WIFE VS. SECRETARY (1936) B/W 88m dir: Clarence Brown

w/Clark Gable, Jean Harlow, Myrna Loy, May Robson, Hobart Cavanaugh, James Stewart

From Variety's contemporary review of the film: "Here Jean Harlow is no siren. She is a perfectly competent secretary, very much in love with her job and her boss, but she does not go on the make for him. Myrna Loy, as the wife, is much in love with Clark Gable, and he with her. They are an ideal couple until his mother plants the seeds of suspicion, which are watered and fertilized by other women friends.

"The blow-off comes when Gable refuses to take his wife to Havana on a business trip, but has his secretary fly down with some important data on the deal he has gone to close. Loy calls up and Harlow answers the phone. Loy decides to go to Europe and forget it all.
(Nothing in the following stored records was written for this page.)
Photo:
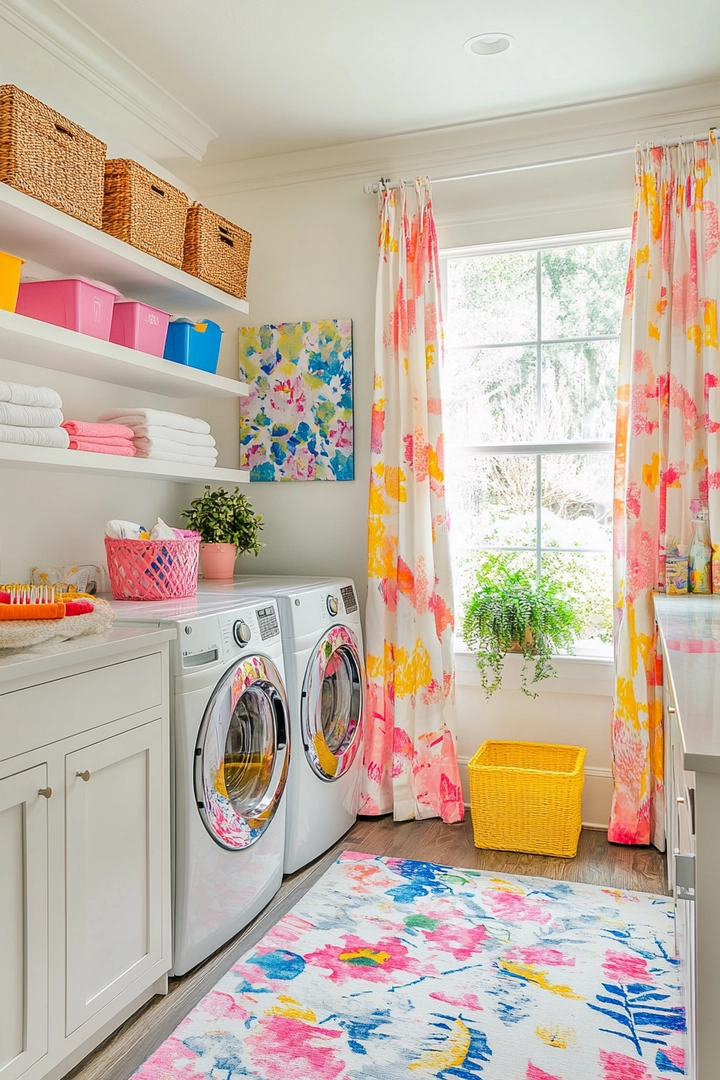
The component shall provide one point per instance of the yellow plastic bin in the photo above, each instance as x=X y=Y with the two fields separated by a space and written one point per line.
x=10 y=280
x=527 y=797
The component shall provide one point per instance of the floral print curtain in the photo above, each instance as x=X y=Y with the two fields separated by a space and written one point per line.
x=410 y=764
x=667 y=453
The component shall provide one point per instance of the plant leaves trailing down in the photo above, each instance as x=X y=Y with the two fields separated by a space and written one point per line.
x=222 y=516
x=517 y=612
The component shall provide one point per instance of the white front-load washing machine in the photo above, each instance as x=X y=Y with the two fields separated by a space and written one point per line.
x=230 y=759
x=323 y=643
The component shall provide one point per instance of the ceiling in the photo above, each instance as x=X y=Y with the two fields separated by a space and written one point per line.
x=276 y=76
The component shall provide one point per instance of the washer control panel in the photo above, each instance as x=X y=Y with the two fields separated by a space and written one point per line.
x=268 y=622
"The script [by Norman Krasna, Alice Duer Miller, and John Lee Mahin] has been excellently handled, with the dialog held to a naturalness seldom achieved on the screen.

"Gable gets a part which might have been tailored to his order and differentiates skillfully between his impulsive love for his wife and his friendly appreciation of his stenographer's merits. Loy gets a part which suits her, but it is Harlow who profits most. She clicks in every scene without going spectacular as to costume."